Monday, January 25, 2016

Tempe Bacem (Indonesian Marinated Tempeh) with Oven


Ingredients:
400g Tempeh
4 tbs cooking oil
2 bayleaves 
1 stalk lemongrass, bruised
4 heaped tbs sweet soy sauce
250ml water
Salt
Puree Ingredients:
2 large shallots
3-4 cloves garlic
3 candlenut
2 heaped tbs grated palm sugar
1 tsp galangal powder
1 tsp ground coriander
1/4 tsp cumin powder
3/4 tsp tamarind paste
  • Preheat oven to 180 °C, line baking sheet with parchment paper.
  • Cut the tempeh into 1 1/2 cm thick squares. Place them into a bowl, drizzle about 2 tablespoon cooking oil, mix until the tempeh evenly coated. Bake them on prepared baking sheet for about 10 minutes or until slightly brown. Let it cool.
  • In a food processor, add all the puree ingredients and process until smooth. 

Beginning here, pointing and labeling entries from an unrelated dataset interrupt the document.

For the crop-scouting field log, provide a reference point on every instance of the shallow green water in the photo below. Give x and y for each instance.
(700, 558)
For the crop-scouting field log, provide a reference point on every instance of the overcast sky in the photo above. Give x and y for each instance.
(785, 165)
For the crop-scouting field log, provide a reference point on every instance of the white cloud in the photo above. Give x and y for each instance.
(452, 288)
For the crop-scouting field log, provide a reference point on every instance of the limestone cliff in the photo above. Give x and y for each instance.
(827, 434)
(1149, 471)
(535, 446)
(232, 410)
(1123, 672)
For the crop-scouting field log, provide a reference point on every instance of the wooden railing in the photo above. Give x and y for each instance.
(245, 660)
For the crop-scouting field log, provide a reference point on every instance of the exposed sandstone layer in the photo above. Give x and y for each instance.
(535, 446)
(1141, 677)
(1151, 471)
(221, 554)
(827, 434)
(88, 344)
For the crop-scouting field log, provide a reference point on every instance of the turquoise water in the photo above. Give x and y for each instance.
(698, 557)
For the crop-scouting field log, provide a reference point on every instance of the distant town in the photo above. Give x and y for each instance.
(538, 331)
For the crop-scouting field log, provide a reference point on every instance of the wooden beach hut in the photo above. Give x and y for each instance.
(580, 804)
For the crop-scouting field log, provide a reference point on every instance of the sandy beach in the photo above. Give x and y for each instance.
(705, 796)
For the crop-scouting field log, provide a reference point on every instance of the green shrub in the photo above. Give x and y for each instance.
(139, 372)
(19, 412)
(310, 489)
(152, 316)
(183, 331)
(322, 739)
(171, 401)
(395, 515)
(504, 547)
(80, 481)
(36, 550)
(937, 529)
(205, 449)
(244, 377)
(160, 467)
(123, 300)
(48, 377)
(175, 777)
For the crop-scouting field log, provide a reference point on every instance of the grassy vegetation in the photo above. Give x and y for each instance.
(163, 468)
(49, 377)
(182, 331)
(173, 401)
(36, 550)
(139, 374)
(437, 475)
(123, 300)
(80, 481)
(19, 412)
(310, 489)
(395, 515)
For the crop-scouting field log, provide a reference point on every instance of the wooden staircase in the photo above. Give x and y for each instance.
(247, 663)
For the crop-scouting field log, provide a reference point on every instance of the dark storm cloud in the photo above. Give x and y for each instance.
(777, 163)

  • Preheat cooking oil over medium heat, fry the puree ingredients, bayleaves, lemongrass until fragrant. Add water, soy sauce and salt, stir until well combined. 
  • Add the tempeh, mix them until they evenly coated with the liquid. Once boiled turn the heat into low, let it simmer until almost all liquid has fully absorbed. Turn off the heat and set it aside.
  • Preheat back the oven to 180 °C, on the same prepared baking sheet place the tempeh, drizzle with a little bit of cooking oil, bake for about 12 to 15 minute or until crispy and brown (flip if necessary).
  • Enjoy with steamed rice and sambal kalasan.